Aquila’s Newcits arm accounts for €600m of its €2.1bn of assets under management, some 70-75 per cent of which emanates from German-speaking investors. But Mr Rosslenbroich is confident of strong demand for such products.

“A Cayman memorandum is very complex for an English person, let alone German or French. It’s really a pain in the neck. There are people who read a prospectus and didn’t understand what a gate was,” he says, referring to mechanisms that allowed hedge funds to limit redemptions during the market stresses of 2008.

“They understand now. They are not coming back. They will not invest in offshore hedge funds again.

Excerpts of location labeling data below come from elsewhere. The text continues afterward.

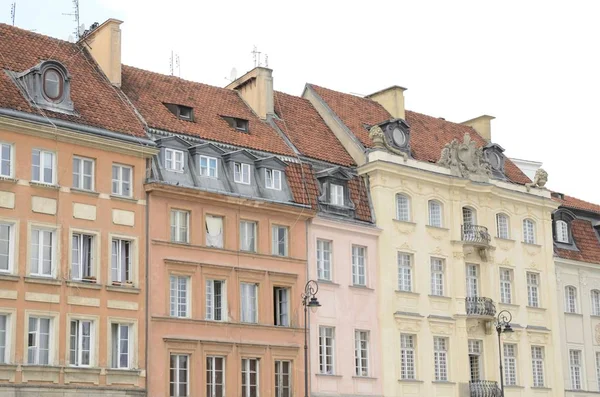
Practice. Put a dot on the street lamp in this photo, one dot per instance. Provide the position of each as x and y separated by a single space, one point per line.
309 299
502 326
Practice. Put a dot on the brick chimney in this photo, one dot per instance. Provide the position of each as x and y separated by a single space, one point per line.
392 100
256 88
104 43
482 125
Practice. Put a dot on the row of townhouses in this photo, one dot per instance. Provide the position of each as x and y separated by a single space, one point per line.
162 237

“Pension funds, insurance companies and fiduciaries and also a lot of family offices are moving out of this space. If they still want an absolute return strategy they will look at Ucits.”

Still, Aquila’s foray into Cayman funds has yielded one spin-off benefit. Incorporating these vehicles onto the electronic fund systems familiar to German investors was so laborious that, in 2007, Aquila created a Luxembourg-based subsidiary to handle this task.

This division, Alceda Fund Management, now structures and administers funds and notes for third parties, such as investment bank trading desks, as well as Aquila. It has €3.3bn of assets under its remit.

Intriguingly, Mr Rosslenbroich says a recent series of Alceda roadshows in the US was “crowded” with investors particularly keen to understand more about European Ucits funds.

Aquila’s enthusiasm for highly liquid Newcits vehicles provides a counterpoint to its expertise in highly illiquid real assets, such as forestry and agricultural land, which Mr Rosslenbroich argues are essential for those who wish to invest long term but without getting tangled up in the foibles of the futures curve inherent in traditional commodity investment and the market beta embedded in any equity-based holding.

Most of these funds are structured as unlisted closed-end Konmmanditgesellschaft (KG) limited partnership vehicles with durations of as long as 12 years for the forestry offering and limited secondary markets. Luxembourg-domiciled versions or related structured notes are available for institutional investors.

“It doesn’t make sense to list these things because they almost always trade at a discount [to net asset value]. You have to accept they are illiquid but you are earning an illiquidity premium for this. The financial industry tries to make [these asset classes] liquid, but it doesn’t work.”

Mr Rosslenbroich is particularly enthusiastic about agriculture, where he says Aquila has “teams travelling the world looking for farms”, with New Zealand dairy farms a speciality.

The company’s hands-on approach is perhaps best exemplified by Detlef Schoen, manager of the Agri Opportunity fund, who has said of the properties the fund will buy: “We will not only know the name of the farmer, we will know the names of his cows.”

Mr Rosslenbroich adds: “It makes a huge amount ofsense from the point of view of the underlying economics,” given “the explosion of growth of people in the world”, and rising demand for products such as milk and meat as countries such as China and India become wealthier.

He also waxes lyrical about opportunities in renewable energy, particularly solar power, an industry in which Germany is a world leader and where there are long-term investment opportunities yielding 6.5 per cent, he says, more than twice the current 3 per cent yield on 10-year Bunds.